Geschichte[Bearbeiten | Quelltext bearbeiten]

Deutsches Kaiserreich[Bearbeiten | Quelltext bearbeiten]

Waldschulen waren eine zunächst für den deutschsprachigen Raum spezifische Entwicklung, die sich schnell in den europäischen Raum und später auch nach Übersee ausgebreitet hat. Der Züricher Pfarrer Hermann Walter Bion (1830–1909) hatte bereits im Jahr 1876 gefordert, Pflegehäuser für erholungsbedürftige Kinder einzurichten, in denen sie jederzeit aufgenommen würden, ohne in ihrem Schulunterricht Einbußen zu erleiden.[2] Dieser Vorstoß blieb zunächst erfolglos. Im Jahr 1881 ergriff der Berliner Kinderarzt Adolf Baginsky die Initiative und beantragte bei der Stadtverwaltung die Einrichtung einer Institution am Stadtrand, um Berliner Kindern eine Erholungsmöglichkeit vom Großstadtleben zu ermöglichen. Diese Institution bezeichnete er erstmals als Waldschule.[3] Seine Idee galt primär der Gesundheitsförderung, weil er an seinen jungen Patienten beobachtet hatte, dass diese Mangelerscheinungen aufwiesen, die auf spezifisch (groß-)städtische Missstände zurückzuführen waren. Dazu zählten schlechte hygienische Verhältnisse, ein fehlender Bezug zu einer natürlichen Umgebung, ein Mangel an Frischluft, Sonne und physischer sowie psychischer Entspannung.[4] Dem Antrag Baginskys wurde nicht entsprochen. Es sollte noch bis ins neue Jahrhundert dauern, bis seine Forderung vor den Stadtgrenzen erfüllt wurde.

In der zweiten Hälfte des 19. Jahrhunderts gab es zwar bereits Kurangebote für Kinder in Erholungseinrichtungen, doch hatten diese signifikante Nachteile: sie führten zu einem schulischen Rückstand gegenüber Gleichaltrigen und waren oft zu teuer, weil sie sich bevorzugt an Kinder des solventen Bürgertums richteten.

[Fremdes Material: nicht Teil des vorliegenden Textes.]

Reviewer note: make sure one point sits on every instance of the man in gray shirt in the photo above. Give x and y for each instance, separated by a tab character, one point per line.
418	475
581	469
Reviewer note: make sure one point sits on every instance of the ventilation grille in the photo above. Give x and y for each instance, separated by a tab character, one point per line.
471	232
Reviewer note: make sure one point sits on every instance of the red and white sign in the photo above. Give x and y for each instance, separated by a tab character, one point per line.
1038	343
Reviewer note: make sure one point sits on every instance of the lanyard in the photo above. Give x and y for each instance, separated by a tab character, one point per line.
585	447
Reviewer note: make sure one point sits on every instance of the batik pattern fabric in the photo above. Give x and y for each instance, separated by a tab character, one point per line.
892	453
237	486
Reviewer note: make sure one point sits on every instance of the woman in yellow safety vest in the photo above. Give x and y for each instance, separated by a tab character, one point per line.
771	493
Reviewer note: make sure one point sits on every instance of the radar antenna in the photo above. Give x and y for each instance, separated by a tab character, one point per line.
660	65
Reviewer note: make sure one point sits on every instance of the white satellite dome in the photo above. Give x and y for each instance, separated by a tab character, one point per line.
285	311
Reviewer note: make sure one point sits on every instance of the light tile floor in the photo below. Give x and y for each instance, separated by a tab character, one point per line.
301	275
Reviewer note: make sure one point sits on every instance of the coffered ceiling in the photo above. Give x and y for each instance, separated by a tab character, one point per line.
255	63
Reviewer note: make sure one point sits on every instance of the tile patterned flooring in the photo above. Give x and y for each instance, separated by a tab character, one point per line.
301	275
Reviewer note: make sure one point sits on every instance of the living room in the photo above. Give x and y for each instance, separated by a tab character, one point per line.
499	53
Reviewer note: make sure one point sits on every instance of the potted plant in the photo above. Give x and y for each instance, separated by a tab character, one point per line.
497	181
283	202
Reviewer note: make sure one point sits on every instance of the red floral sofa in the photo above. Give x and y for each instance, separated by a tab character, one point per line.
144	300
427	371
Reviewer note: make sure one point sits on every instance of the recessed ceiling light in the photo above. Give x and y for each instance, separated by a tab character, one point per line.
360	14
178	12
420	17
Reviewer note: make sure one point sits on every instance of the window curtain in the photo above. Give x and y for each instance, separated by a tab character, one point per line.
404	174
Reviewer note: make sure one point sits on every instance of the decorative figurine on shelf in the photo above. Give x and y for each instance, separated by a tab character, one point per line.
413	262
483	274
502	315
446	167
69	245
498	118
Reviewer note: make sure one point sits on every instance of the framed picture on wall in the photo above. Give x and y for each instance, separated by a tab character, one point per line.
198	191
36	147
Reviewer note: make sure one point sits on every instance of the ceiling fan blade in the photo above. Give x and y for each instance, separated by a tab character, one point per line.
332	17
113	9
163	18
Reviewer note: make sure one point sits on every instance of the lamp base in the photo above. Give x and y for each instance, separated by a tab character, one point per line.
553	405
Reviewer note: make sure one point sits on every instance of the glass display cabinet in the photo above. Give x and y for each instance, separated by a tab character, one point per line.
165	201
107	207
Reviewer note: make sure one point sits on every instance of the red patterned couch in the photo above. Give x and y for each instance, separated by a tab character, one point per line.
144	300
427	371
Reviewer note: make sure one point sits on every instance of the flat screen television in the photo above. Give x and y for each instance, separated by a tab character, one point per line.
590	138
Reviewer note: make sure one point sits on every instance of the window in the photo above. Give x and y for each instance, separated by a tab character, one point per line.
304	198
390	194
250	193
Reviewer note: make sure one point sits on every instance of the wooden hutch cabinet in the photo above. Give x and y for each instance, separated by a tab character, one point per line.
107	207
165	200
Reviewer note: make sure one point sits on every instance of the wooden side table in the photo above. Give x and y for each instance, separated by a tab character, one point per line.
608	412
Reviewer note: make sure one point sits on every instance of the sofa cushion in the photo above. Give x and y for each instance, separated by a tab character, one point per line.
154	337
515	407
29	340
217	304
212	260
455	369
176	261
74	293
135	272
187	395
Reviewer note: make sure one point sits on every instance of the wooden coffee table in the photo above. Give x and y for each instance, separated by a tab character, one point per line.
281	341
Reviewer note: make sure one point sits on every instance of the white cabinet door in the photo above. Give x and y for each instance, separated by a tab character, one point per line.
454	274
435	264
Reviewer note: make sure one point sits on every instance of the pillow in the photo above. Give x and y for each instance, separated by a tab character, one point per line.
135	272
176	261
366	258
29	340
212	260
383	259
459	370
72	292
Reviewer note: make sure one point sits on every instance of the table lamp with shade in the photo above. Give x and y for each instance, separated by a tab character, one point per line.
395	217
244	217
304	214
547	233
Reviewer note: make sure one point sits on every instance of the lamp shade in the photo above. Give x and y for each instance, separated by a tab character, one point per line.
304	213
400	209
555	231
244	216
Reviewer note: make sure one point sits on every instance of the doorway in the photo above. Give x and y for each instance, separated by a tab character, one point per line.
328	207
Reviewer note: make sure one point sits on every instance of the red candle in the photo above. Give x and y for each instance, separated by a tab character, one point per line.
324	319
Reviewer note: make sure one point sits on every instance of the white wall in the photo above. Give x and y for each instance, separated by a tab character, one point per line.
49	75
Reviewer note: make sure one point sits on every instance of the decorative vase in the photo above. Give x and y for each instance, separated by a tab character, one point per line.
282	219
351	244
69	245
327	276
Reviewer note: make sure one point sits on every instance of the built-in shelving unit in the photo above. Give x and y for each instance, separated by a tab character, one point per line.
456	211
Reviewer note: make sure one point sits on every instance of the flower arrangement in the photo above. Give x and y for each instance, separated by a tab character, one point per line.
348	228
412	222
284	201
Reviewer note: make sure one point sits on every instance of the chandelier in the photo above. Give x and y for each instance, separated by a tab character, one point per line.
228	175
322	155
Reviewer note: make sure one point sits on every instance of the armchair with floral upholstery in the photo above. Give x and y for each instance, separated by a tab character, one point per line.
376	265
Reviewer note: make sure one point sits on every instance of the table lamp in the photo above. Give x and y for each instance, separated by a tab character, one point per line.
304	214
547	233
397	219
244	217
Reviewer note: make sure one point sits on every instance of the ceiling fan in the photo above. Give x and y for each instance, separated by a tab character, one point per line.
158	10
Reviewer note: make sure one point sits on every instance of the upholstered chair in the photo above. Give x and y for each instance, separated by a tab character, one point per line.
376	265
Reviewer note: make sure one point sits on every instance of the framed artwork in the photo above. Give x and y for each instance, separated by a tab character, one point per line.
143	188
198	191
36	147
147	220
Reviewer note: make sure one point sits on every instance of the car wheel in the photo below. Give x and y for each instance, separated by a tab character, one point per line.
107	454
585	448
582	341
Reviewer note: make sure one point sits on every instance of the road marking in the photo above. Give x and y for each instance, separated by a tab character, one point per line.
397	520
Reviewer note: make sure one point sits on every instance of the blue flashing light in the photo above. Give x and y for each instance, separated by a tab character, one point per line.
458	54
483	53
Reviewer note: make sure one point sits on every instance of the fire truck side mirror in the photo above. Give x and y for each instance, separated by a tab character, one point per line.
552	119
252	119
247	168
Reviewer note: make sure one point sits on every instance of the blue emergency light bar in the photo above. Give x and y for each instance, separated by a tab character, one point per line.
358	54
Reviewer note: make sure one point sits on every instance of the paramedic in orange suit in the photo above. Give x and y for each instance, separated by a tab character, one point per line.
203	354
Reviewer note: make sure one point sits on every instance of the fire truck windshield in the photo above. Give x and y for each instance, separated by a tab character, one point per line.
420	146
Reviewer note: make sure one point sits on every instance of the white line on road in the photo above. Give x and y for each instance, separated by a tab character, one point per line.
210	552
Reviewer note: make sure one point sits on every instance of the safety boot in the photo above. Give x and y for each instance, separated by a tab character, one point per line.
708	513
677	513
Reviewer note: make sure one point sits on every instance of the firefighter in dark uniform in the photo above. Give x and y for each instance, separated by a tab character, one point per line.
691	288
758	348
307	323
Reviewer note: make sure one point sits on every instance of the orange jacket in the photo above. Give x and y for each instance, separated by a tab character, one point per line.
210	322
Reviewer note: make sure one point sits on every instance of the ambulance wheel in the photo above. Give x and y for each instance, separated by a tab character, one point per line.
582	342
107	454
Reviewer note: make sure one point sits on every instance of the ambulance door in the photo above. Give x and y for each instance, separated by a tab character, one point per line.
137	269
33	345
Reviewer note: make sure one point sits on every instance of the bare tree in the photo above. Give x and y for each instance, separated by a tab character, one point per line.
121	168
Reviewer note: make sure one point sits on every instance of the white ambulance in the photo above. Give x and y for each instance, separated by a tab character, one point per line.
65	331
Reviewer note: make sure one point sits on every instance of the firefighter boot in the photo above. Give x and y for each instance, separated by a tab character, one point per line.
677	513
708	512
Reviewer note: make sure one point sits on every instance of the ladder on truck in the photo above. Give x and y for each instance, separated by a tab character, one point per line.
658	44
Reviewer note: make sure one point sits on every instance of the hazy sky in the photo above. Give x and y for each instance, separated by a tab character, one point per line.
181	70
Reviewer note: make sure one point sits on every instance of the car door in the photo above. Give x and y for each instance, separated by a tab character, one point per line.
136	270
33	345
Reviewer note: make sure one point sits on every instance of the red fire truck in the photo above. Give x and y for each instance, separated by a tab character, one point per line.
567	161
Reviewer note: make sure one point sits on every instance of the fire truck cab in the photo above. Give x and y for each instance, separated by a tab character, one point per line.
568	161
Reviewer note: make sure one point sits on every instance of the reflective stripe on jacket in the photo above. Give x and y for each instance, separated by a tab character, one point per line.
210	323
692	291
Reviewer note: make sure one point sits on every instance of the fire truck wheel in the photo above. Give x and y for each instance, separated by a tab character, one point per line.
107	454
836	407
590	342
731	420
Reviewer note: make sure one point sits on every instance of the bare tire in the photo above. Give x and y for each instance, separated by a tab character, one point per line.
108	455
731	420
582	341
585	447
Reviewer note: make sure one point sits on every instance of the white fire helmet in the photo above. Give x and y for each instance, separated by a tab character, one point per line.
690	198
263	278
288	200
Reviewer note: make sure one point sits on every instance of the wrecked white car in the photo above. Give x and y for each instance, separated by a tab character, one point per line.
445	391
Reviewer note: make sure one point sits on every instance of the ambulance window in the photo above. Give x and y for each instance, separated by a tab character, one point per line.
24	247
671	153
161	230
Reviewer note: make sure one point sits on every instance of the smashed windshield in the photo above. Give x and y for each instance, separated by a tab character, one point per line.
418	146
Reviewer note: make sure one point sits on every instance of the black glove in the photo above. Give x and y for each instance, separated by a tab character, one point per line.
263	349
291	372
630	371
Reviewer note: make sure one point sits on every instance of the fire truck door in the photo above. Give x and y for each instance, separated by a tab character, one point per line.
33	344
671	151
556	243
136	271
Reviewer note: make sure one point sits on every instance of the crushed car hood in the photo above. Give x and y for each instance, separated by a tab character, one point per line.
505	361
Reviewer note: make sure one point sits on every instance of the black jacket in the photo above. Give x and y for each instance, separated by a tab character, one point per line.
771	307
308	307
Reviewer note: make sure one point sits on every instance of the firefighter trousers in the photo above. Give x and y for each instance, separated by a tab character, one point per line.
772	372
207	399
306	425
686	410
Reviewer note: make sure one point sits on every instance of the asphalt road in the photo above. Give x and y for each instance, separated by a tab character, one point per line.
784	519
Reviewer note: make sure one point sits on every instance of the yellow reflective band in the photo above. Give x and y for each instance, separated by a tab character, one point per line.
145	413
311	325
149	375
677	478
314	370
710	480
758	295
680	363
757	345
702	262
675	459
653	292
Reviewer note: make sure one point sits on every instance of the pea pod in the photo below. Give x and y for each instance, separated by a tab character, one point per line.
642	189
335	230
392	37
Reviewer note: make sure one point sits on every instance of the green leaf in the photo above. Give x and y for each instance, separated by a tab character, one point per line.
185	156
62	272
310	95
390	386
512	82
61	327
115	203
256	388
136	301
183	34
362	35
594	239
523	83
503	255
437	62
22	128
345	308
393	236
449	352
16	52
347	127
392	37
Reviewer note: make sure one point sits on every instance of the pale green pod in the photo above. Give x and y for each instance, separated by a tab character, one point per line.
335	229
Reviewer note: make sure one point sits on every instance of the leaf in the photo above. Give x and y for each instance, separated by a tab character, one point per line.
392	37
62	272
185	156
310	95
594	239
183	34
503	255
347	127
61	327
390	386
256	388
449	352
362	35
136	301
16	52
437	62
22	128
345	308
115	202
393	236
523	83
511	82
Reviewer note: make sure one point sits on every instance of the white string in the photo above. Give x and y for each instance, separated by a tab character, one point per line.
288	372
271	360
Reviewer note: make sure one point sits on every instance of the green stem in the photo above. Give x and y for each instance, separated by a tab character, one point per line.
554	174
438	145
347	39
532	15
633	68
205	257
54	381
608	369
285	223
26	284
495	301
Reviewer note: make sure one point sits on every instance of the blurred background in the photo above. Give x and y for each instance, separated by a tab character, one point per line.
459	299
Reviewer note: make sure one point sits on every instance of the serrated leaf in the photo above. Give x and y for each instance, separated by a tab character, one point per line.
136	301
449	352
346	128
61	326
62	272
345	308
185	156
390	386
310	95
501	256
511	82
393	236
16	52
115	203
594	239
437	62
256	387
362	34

Waldschule für kränkliche Kinder (1904)
Schüler der Waldschule für kränkliche Kinder bei der Essensausgabe am Wirtschaftsgebäude (1904)
Schüler der Waldschule für kränkliche Kinder während der Schulspeisung auf dem Schulgelände (1904)
Schüler der Waldschule für kränkliche Kinder während des Unterrichts mit einem Lehrer in einem Klassenraum (1904)
Schülerinnen der Waldschule für kränkliche Kinder mit einer Lehrerin auf dem Schulgelände (1904)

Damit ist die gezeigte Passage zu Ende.